Jak mieliśmy zawody z prawdziwego zdarzenia (m.in Żywiec) z jedzeniem, parkingami, profesjonalnym zabezpieczeniem, koncertami, nagłośnieniem medialnym, rozdaniem nagród na scenie przed 10 tys. ludzi, to też niektórym to sie nie podobało i wyskakiwali po złości z z różnymi pomysłami od konkurencji...
Zdajesz sobie chyba również sprawę z tego że obecnie koniunktura nie jest dobra a nawet tragiczna i nie dot. to tylko kitesurfingu ale wszystkich dziedzin życia (większości ludzi), oprócz piłki kopanej...
Prawda jest taka że kitesurfing szczyt "popularności marketingowej" przeżywał moim zdaniem w latach 2006-2008. Krace jest dyscypliną która może ten spadkowy trend spowolnić lub odwrócić.
Format imprezy? - moim zdaniem kite powinien być ważnym, ale dodatkiem do dużej imprezy i niestety tych nieszczęsnych pseudo celebrytów, tak jak to było kiedyś podczas Żywca czy jeszcze rok temu podczas KIA cup, wówczas bedzie i zainteresowanie i kasa......ale co?....słabe lokalizacje na rozgrywanie zawodów kite?...FS tak, ale Krace rozegra sie wszedzie i zawsze...
Smokie, być może troche mnie poniosło, trafiło akurat na Ciebie...... do zobaczenia na akwenie i mam nadzieję, ze kiedyś przeprosisz się z Krace'em tak jak to zrobił twój przyjaciel....
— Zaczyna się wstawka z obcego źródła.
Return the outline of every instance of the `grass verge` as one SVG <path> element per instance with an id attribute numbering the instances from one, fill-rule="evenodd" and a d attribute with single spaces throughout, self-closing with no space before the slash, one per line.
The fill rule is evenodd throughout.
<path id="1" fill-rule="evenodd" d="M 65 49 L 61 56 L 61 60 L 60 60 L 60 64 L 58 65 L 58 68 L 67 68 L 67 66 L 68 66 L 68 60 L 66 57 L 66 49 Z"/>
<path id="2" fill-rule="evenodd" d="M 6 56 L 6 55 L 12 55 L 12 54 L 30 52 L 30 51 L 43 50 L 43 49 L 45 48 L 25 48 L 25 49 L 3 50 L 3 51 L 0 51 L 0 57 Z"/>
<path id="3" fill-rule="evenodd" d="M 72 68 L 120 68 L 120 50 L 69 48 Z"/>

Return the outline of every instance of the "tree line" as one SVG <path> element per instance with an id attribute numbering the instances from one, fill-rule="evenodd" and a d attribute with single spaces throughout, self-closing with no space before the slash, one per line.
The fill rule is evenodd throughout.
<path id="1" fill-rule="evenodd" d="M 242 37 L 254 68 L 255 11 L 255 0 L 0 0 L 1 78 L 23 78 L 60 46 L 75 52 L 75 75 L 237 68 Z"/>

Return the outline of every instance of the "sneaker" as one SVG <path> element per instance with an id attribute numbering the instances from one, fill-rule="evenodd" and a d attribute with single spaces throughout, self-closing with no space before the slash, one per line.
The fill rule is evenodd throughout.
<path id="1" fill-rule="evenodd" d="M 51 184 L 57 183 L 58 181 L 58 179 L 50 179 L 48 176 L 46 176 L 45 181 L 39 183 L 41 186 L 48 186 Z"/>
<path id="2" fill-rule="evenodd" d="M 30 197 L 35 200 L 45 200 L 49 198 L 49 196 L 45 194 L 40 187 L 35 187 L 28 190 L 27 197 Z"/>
więcej pozytywnej energii.
ps2:
Dziekuje organizatorom za przygotowanie znakomitej imprezy sportowej, sponsorowi za filantropie, sędziom za asertywność oraz kolegom rejsiarzom za wspólną rywalizacje.
W przyszłym sezonie zapewne zawody odbędą sie na facebook'u więc frekfencja bedzie 100% i sponsor bedzie zadowolony...i nie trzeba bedzie nigdzie dojeżdzać i wydawać kasy..i przy okazji w tym samym czasie będzie mozna obejrzeć piłkę kopaną w TV i..zjeść popcorn itd.....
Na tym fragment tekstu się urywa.